- Born: 1971 Sarajevo
- Alma mater: Royal College of Art ;
- Occupation: Artist
- Employer: Istituto Marangoni London; School of Art ;
- Family: Branko Prlja
- Website: https://nadaprlja.com/

= Nada Prlja =

Macedonian artist

Nada Prlja (Нада Прља; born ) is a Macedonian artist.

Nada Prlja was born in in Sarajevo, then part of the Socialist Federal Republic of Yugoslavia. Her brother is the writer Branko Prlja. Her mother's family were bourgeoisie who lost their property to nationalization, while her father's family were partisans. Her maternal grandmother was the painter Nada Korda; though she died before Prlja was born, her work was an early artistic influence. After her parents' divorce, she and her mother relocated to Skjope. Nada Prlja attended the National High School of Fine Art and the Academy of Fine Arts in Skopje.

Prlja earned a MPhil from the Royal College of Arts in London and taught at a number of schools in London, including the Istituto Marangoni London and the School of Art, Architecture and Design at London Metropolitan University.

Her Peace Wall was part of the 7th Berlin Biennial in 2012. It was a black barrier 12 metres (39 ft) wide by 5 metres (16 ft) high blocking Friedrichstraße at the point roughly 200 metres (220 yd) south of Checkpoint Charlie, where tourist attractions and expensive shops give way to a largely immigrant and poor neighborhood of Kreuzberg. Intended to highlight poverty and neighborhood displacement, instead it drew criticism and even vandalism from many the Kreuzberg neighborhood who thought it was ugly and disrupted traffic and business. It was disassembled several weeks early.

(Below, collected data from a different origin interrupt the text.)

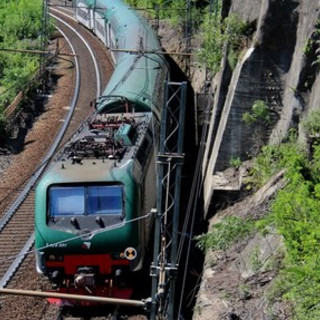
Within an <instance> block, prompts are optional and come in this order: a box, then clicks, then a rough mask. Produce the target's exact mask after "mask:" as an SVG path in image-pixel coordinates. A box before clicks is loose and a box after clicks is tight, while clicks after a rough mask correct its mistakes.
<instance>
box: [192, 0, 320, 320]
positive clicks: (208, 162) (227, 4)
mask: <svg viewBox="0 0 320 320" xmlns="http://www.w3.org/2000/svg"><path fill="white" fill-rule="evenodd" d="M224 2H225V3H227V4H226V9H227V10H228V11H229V12H233V13H236V14H238V15H239V16H240V17H242V19H244V20H245V21H247V22H248V23H250V24H252V25H254V26H255V27H256V31H255V35H254V38H253V40H252V43H251V47H250V48H248V49H246V51H245V52H244V53H243V55H242V58H241V59H240V60H239V62H238V64H237V66H236V67H235V69H234V70H231V71H230V69H228V67H227V64H224V65H223V66H224V67H223V69H222V71H221V74H220V75H219V80H216V83H218V86H217V90H216V91H215V97H216V98H215V104H214V106H213V108H212V118H211V126H210V132H209V135H208V140H207V145H208V146H210V145H211V146H212V147H211V149H210V150H208V151H207V156H206V157H204V163H203V166H204V168H208V169H207V171H205V172H204V175H205V177H206V178H205V184H204V187H205V190H204V194H205V197H206V199H205V202H206V203H207V204H208V203H210V202H211V201H214V199H213V200H212V194H213V191H214V187H215V186H214V182H213V176H214V175H215V174H216V173H217V172H218V171H222V170H224V169H226V168H227V167H228V166H229V162H230V158H231V157H240V158H241V160H245V159H246V158H247V157H248V155H249V156H251V155H254V154H255V153H256V152H257V151H258V150H259V148H260V147H261V146H262V145H263V144H266V143H272V144H276V143H279V142H281V141H282V140H283V139H284V138H285V137H286V135H287V134H288V131H289V129H291V128H294V129H296V130H297V131H298V134H299V138H300V140H304V139H305V135H304V132H303V130H302V128H301V125H300V124H301V122H302V121H303V119H304V118H305V117H306V115H307V114H308V112H309V111H310V110H314V109H319V108H320V87H319V86H320V76H319V66H320V65H319V62H317V60H318V53H317V49H318V48H319V46H320V44H319V43H318V40H319V39H320V38H319V35H318V33H319V31H320V25H319V22H318V20H319V16H320V1H315V0H296V1H292V0H260V1H254V0H231V1H224ZM226 88H227V89H226ZM256 100H262V101H264V102H265V103H266V105H267V106H268V108H269V110H270V112H271V125H270V126H269V127H268V128H255V127H252V126H248V125H247V124H245V123H244V122H243V121H242V115H243V114H244V113H245V112H248V111H250V110H251V107H252V105H253V103H254V101H256ZM273 182H274V183H273V184H271V185H269V187H270V188H271V189H270V188H267V189H264V190H260V192H259V193H258V194H257V195H256V196H254V197H253V198H251V199H246V200H244V201H243V202H240V203H238V204H236V205H234V206H233V207H230V208H228V209H227V210H225V211H222V212H220V213H218V214H217V215H216V216H215V217H214V218H213V221H211V223H213V222H214V221H219V219H221V218H222V217H224V216H226V215H238V216H242V217H243V216H247V215H250V214H256V213H257V212H258V213H260V214H262V213H263V211H264V210H265V208H266V207H267V205H268V199H269V196H268V197H267V198H264V197H263V195H264V194H265V193H266V192H267V191H268V192H269V195H270V196H271V193H272V192H270V190H276V189H277V187H278V186H277V183H275V181H273ZM271 186H272V187H271ZM259 197H260V200H258V198H259ZM207 208H208V205H207ZM282 249H283V247H282V246H281V239H280V238H278V237H277V236H275V235H273V236H270V237H262V238H261V237H260V236H257V235H255V236H252V237H251V238H250V239H249V240H248V239H247V240H246V241H244V242H241V243H238V244H237V245H236V246H234V247H232V248H230V249H229V250H228V251H226V252H223V253H222V252H209V253H208V254H207V256H206V263H205V266H204V272H203V274H204V275H203V278H202V284H201V287H200V291H199V294H198V301H197V303H196V306H195V308H194V310H195V313H194V318H193V319H194V320H209V319H210V320H214V319H291V318H292V315H291V314H290V308H288V307H287V306H286V305H284V304H279V305H277V304H274V305H272V306H270V305H269V304H268V297H267V294H266V292H267V288H268V287H269V285H270V284H271V283H272V280H273V278H274V276H275V273H276V261H275V260H277V258H276V259H275V260H273V259H274V257H277V256H280V255H281V250H282ZM275 253H276V254H275ZM272 257H273V258H272ZM272 260H273V261H272ZM266 261H269V267H266V264H265V263H266ZM262 262H263V263H262ZM273 263H274V266H273V267H271V265H272V264H273Z"/></svg>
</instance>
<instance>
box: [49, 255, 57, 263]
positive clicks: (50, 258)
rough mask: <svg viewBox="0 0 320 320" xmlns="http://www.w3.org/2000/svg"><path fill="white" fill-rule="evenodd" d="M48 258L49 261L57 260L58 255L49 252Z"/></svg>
mask: <svg viewBox="0 0 320 320" xmlns="http://www.w3.org/2000/svg"><path fill="white" fill-rule="evenodd" d="M48 260H49V261H56V256H55V255H54V254H49V256H48Z"/></svg>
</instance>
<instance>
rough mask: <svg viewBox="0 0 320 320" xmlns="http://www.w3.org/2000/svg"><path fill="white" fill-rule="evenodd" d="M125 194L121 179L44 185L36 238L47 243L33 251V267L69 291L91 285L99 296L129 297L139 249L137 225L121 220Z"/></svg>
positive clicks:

Her project Department for Conservation and Restoration is a series of plasterboard reinterpretations of the celebrated murals by Borko Lazeski that were destroyed when the Central Hall of the Telecommunication Center in Skopje burned in 2013.

She represented North Macedonia at the 58th Venice Biennale in 2019 with an exhibition called Subversion to Red.